PEOPLE HAD been expecting this suspension and now fear that it could be permanent. We will now likely face a long drawn out political crisis with little hope of any agreement at the end.
ON MONDAY 14 October the New Labour Northern Ireland secretary John Reid announced that the power-sharing assembly at Stormont would be suspended for a year. PETER HADDEN from Belfast Socialist Party comments:
Workers must reclaim the peace process
The hopes raised at the time of the signing of the Good Friday Agreement are now being dashed. Who’s to blame?
To the sectarian politicians all the blame is on ’the other side’. In truth they are all to blame. They spent the last few years whipping up sectarian divisions to ensure that working-class people did not come together and that sectarian voting patterns stayed intact. Now they’re paying the political price for that division.
They are also to blame because their right-wing policies have undermined support for the Assembly. Why should any working-class people come to the rescue of an institution that overpaid politicians have used to sell off and run down public services?
It is sectarian politics and sectarian politicians that have failed. But as always it is working-class people, Catholic and Protestant, who will have to pay the price.
The political impasse is likely to be filled by more threats, more attacks and greater polarisation. There’s even the danger of a massive escalation of violence leading to a situation like that in the Middle East.

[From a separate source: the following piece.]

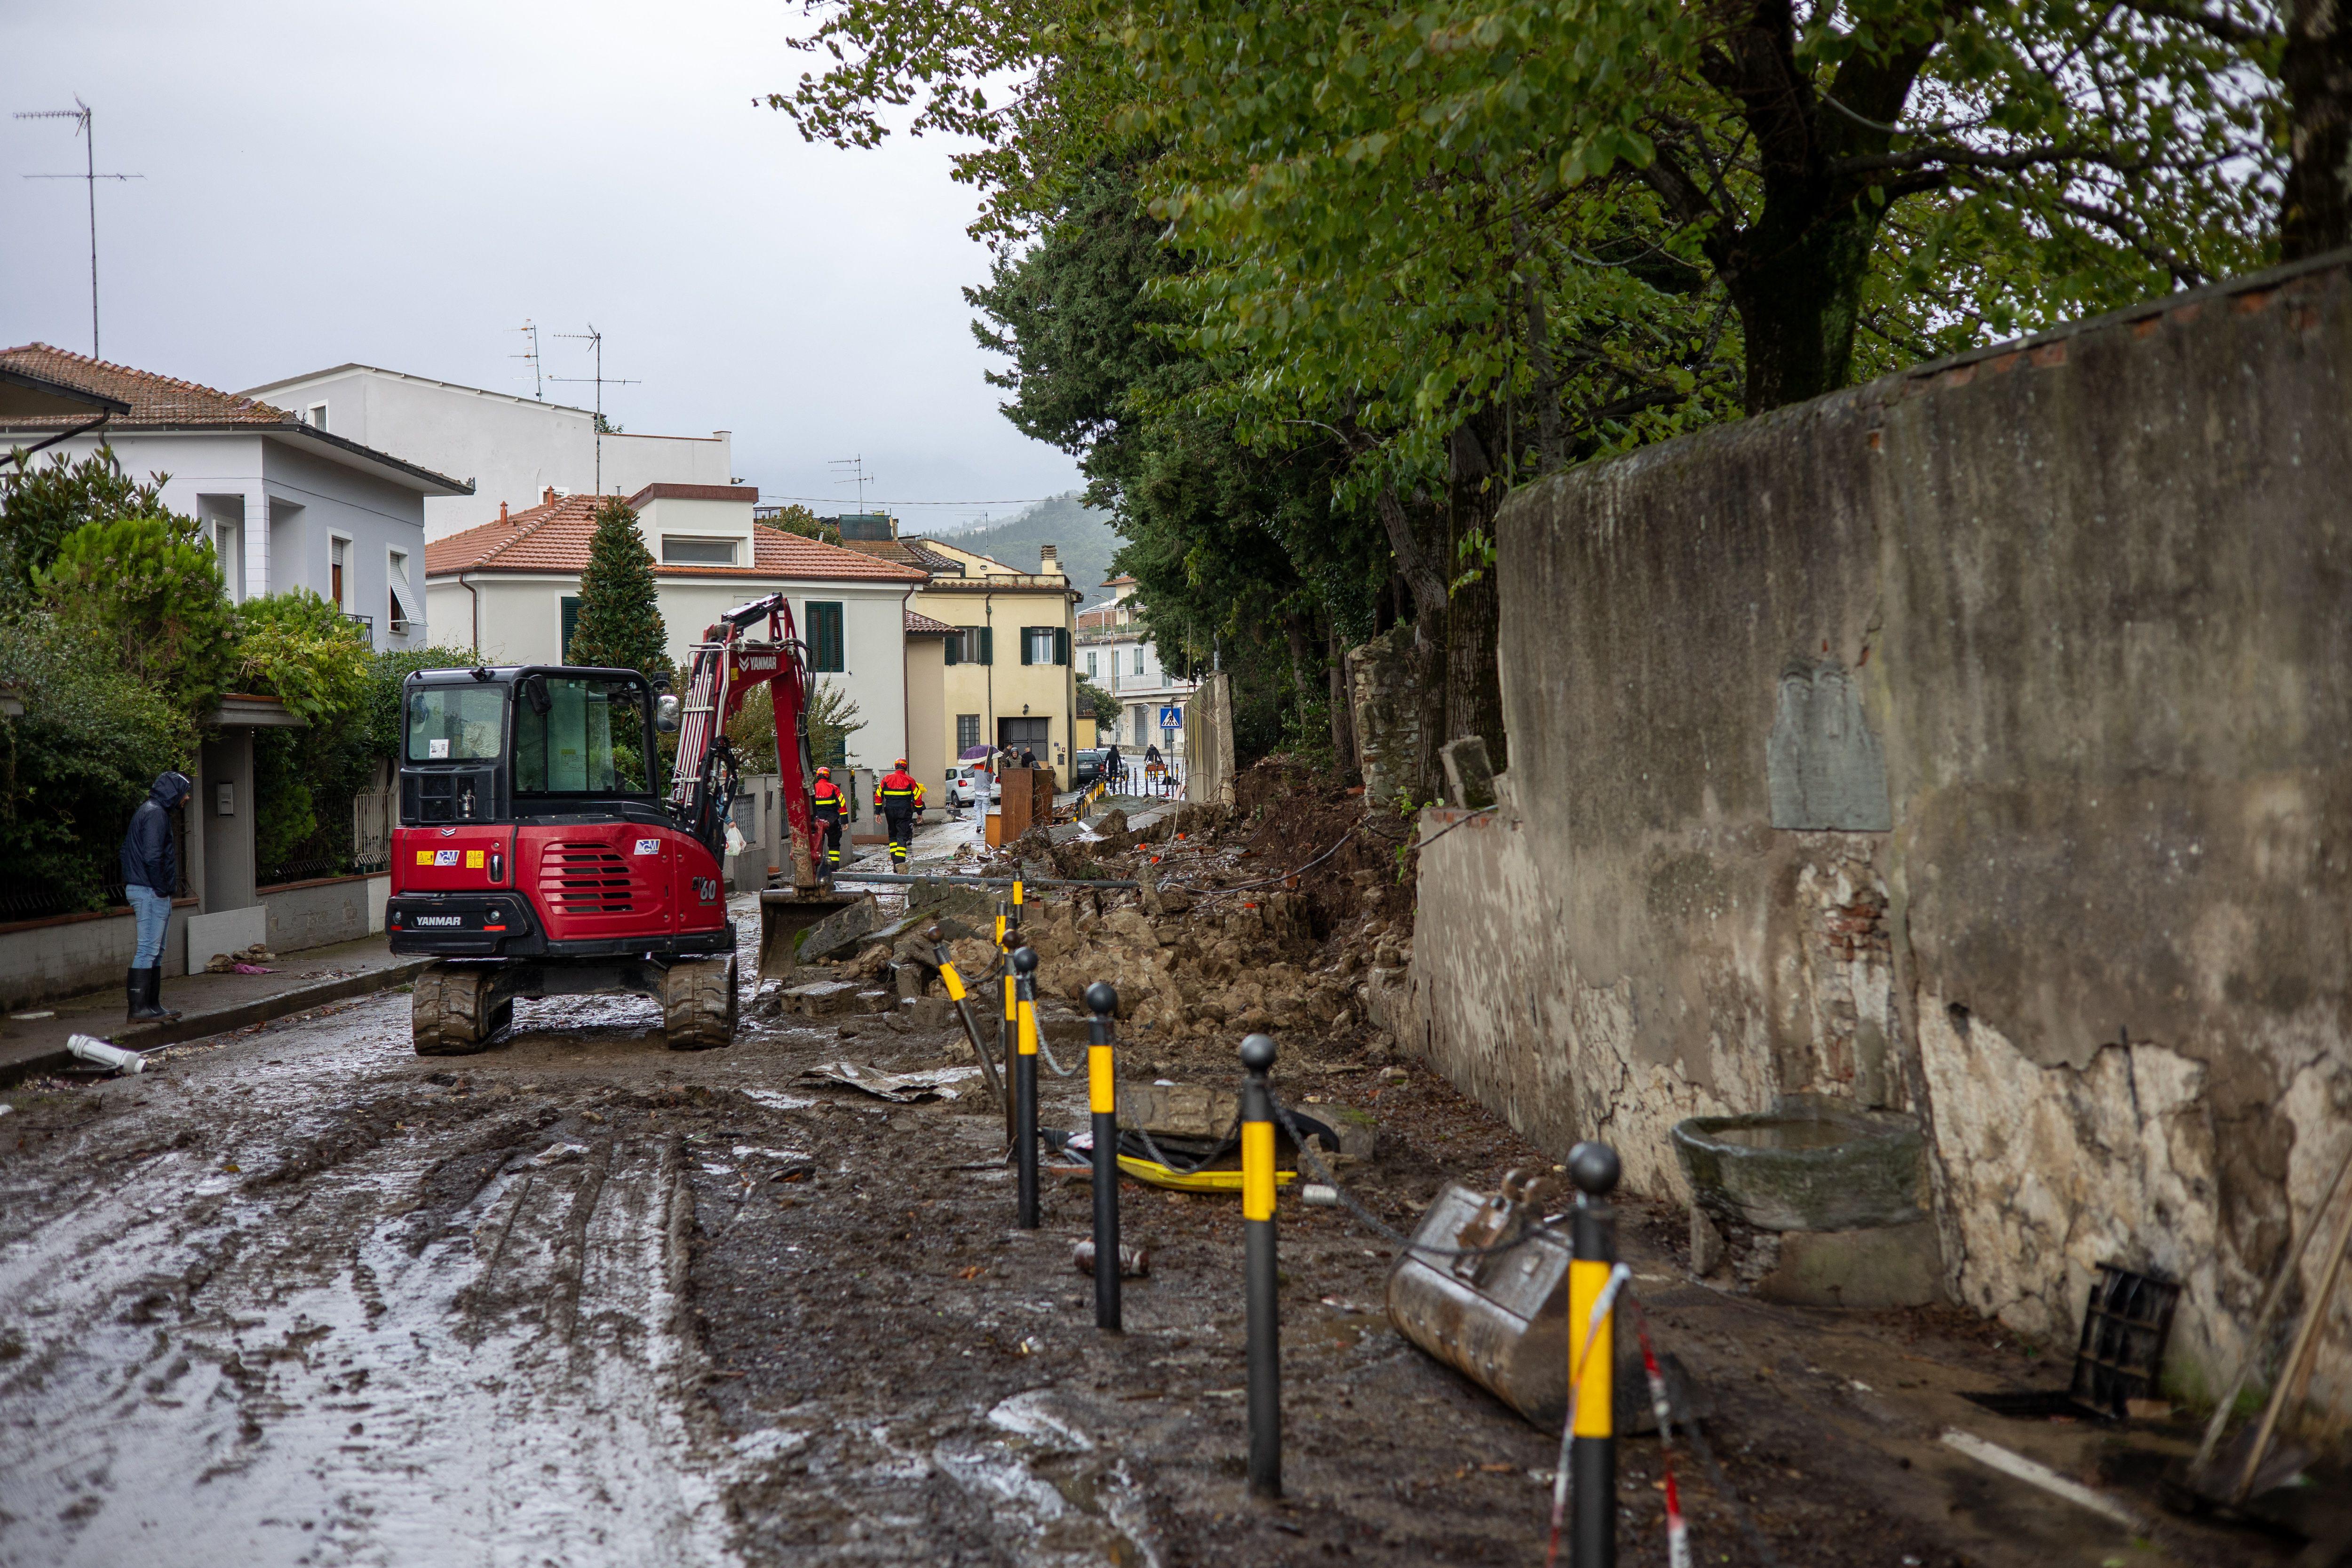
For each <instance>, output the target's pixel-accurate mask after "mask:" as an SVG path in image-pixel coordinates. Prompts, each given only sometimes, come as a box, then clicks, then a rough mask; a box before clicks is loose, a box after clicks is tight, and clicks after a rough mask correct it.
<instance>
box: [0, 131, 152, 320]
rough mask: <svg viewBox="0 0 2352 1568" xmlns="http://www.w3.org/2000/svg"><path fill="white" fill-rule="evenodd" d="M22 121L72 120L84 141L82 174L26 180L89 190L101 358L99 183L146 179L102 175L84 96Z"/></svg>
mask: <svg viewBox="0 0 2352 1568" xmlns="http://www.w3.org/2000/svg"><path fill="white" fill-rule="evenodd" d="M16 118H19V120H73V134H75V136H80V139H82V143H85V146H82V172H80V174H26V179H78V181H82V186H85V188H87V190H89V357H92V360H96V357H99V181H101V179H118V181H132V179H146V174H99V139H96V134H92V129H89V106H87V103H82V94H73V108H28V110H19V113H16Z"/></svg>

To stop this happening, we need to build a real peace process, one based on working-class communities coming together rather than being pulled apart. We need to draw the lessons of the current stalled process.
It was the working class who created the real momentum for an end to the violence. The mass demonstrations of tens of thousands called by the unions demanding a halt to the killings were decisive in bringing about the cease-fires.
The working class created the peace process, the sectarian politicians hijacked it. Now the trade unions and community organisations must break with the politicians and reclaim the peace process.
What is the point of waiting for the politicians to negotiate, probably over years, when the end result is likely to be the same failure? It is time to begin to build an alternative.
We need independent action by the unions and community groups to stop the sectarian attacks and also to halt the attacks on working class living standards.
Political action is also needed. If elections continue to produce the same sectarian result, the future will be bleak. The only way to break the political deadlock is to build a working class political party that can unite working class people for a socialist solution.